A new law has made changes to the officer exclusion for workers’ compensation in California but it could cause problems for policies that do not incept on Jan. 1.
Starting in 2017, an officer can be only excluded from workers’ comp coverage if he or she owns 15% or more of the company’s stock. That’s changed from the current rules that set no ownership levels for officers and directors that want to claim a workers’ comp exclusion, which has created confusion as well as an opportunity for fraud.
However, the law is written in such a way that it also applies to policies that are in effect as of 2017 and not just those incepting on Jan. 1. In other words, your policy incepts at another point in the year, if you have owners or officers who are claiming this exemption, you will need to bring your policy into compliance before the start of the year.
To be eligible for a workers’ comp exclusion:
- The employee must be an executive officer of the corporation (president, vice president, secretary, assistant secretary, treasurer, assistant treasurer, for example).
- The employee must own some stock in the corporation.
- The company must be a “closed corporation.” That means that all of the company stock must be owned by the executive officers and directors, and no one else.
The problem with current law
The election process to opt out of coverage is not very clear under current law. Beyond one limited statutory reference and very little regulatory guidance, insurers and LLCs are left to figure it out for themselves.
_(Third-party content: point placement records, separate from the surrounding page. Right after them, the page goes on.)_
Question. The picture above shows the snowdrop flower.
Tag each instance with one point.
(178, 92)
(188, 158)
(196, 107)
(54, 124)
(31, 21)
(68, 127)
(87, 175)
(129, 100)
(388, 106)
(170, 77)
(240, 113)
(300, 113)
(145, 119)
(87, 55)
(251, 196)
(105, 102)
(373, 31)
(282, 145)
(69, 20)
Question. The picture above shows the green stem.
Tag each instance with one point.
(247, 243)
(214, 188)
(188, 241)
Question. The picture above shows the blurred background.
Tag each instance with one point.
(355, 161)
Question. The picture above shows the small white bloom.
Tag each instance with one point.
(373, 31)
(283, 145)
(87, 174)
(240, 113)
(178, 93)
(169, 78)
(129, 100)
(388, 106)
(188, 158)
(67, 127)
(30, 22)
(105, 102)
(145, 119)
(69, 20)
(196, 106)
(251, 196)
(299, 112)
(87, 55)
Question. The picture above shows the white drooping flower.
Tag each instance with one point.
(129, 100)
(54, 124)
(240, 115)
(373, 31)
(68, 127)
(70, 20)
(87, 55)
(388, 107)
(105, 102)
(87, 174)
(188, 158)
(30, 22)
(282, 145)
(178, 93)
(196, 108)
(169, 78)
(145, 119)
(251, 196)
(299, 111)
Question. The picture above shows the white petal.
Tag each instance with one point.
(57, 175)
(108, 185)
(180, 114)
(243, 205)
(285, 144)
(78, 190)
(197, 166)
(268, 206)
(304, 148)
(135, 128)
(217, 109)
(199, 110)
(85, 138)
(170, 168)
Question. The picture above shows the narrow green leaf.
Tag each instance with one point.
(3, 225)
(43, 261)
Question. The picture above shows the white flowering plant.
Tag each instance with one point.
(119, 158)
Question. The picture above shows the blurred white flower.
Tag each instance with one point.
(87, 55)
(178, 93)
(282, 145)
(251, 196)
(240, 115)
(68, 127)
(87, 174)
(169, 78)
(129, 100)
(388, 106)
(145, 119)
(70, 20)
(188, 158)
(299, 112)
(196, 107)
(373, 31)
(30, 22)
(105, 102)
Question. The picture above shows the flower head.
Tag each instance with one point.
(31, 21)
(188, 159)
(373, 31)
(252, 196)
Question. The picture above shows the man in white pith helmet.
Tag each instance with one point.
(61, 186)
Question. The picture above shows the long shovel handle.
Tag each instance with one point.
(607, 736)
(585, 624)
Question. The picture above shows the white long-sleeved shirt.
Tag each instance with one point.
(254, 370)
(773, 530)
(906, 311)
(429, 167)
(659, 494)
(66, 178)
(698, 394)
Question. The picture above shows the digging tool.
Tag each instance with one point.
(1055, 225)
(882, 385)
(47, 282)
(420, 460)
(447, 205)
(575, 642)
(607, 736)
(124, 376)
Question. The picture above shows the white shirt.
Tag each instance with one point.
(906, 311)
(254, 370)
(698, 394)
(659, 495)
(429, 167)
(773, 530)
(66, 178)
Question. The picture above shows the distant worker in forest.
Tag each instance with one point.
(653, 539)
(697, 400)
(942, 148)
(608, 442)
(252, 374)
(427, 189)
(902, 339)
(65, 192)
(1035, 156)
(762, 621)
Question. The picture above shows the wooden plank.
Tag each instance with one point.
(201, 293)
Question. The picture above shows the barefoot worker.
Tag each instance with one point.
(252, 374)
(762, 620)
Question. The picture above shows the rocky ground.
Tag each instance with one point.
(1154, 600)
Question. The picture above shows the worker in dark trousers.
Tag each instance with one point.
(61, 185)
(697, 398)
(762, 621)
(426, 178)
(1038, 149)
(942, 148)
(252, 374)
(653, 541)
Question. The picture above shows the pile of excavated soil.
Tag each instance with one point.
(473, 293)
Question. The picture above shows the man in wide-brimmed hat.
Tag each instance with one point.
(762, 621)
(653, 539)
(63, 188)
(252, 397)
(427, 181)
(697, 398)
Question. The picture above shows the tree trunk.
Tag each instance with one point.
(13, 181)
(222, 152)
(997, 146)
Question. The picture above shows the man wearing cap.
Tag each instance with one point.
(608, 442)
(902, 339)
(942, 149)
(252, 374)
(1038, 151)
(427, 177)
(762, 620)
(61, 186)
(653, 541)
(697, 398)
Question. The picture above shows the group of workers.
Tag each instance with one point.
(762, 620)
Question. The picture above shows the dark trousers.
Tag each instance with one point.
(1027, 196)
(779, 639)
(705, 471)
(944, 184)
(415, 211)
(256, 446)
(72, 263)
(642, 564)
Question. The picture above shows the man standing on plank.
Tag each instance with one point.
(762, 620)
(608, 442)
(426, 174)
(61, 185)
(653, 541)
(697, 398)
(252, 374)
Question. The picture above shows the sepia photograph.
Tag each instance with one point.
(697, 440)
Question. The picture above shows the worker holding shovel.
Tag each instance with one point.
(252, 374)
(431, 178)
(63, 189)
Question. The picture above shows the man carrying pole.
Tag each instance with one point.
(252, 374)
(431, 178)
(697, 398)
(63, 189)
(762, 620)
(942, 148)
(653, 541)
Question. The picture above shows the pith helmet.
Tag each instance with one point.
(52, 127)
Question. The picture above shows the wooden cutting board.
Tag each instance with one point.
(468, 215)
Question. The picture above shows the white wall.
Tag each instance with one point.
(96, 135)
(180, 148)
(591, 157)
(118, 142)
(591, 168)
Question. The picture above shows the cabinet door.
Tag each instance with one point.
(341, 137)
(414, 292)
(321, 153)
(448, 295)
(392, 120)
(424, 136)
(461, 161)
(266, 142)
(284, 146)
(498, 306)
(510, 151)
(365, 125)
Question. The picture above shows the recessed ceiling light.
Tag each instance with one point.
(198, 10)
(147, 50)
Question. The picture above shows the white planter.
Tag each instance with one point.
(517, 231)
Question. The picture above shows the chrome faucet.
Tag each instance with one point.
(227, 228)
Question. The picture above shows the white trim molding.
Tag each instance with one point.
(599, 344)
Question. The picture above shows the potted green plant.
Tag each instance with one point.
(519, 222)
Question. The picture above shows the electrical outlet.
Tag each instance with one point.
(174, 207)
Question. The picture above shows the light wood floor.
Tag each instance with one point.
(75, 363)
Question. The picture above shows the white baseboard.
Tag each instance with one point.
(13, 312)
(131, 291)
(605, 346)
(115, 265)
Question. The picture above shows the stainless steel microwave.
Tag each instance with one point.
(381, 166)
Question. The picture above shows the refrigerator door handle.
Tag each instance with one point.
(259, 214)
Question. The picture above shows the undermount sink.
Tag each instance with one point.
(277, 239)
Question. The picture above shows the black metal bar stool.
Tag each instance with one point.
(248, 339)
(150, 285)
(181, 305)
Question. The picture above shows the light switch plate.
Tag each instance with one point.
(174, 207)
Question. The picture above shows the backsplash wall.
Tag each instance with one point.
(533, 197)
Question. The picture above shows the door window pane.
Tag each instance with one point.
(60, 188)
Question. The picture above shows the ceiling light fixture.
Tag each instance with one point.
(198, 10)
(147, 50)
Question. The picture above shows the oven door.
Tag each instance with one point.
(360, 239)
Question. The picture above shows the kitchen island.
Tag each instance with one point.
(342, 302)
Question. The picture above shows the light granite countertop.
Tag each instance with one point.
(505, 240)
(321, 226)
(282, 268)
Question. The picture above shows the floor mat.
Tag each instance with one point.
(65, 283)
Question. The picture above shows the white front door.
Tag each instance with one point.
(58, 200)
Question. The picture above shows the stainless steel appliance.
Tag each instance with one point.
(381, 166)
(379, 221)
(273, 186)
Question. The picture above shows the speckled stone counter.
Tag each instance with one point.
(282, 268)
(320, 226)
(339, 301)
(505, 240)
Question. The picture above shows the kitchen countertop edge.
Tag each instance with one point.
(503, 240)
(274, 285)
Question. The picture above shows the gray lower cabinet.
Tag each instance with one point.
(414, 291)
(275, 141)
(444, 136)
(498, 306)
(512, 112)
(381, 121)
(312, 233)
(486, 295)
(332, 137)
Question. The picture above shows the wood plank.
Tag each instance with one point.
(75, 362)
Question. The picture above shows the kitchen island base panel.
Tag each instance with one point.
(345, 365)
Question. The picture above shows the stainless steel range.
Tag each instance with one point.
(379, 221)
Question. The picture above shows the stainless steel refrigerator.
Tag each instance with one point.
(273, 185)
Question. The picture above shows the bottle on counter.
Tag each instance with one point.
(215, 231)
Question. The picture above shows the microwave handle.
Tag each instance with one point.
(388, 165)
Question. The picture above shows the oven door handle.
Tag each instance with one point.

The Association of California Insurance Companies, one of the supporters of the bill – AB 2883 – argues that this lack of clarity has led to abuses that have hurt injured workers and driven fraudulent activity.
There have been cases of some companies making a janitor the “vice president of janitorial services” in order to avoid paying for their workers’ comp coverage.
What’s new for 2017
AB 2883 requires:
- That an officer or member of the board of directors own at least 15% of the stock of the corporation in order to opt out of workers’ compensation coverage.
- That the officer or member of the board of directors sign a waiver stating that the individual is a qualifying officer or member.
- That a general partner of a partnership or a managing member of a LLC execute a waiver to opt out of workers’ compensation coverage.
- That with this 15% ownership requirement, there can never be more than six people excluded.
- That the waiver will remain in effect until a written withdrawal is received by the insurance company, and waivers are not transferable to a new insurance company.
- That grantors of revocable trusts are no longer deemed to be shareholders and will not qualify for exclusion.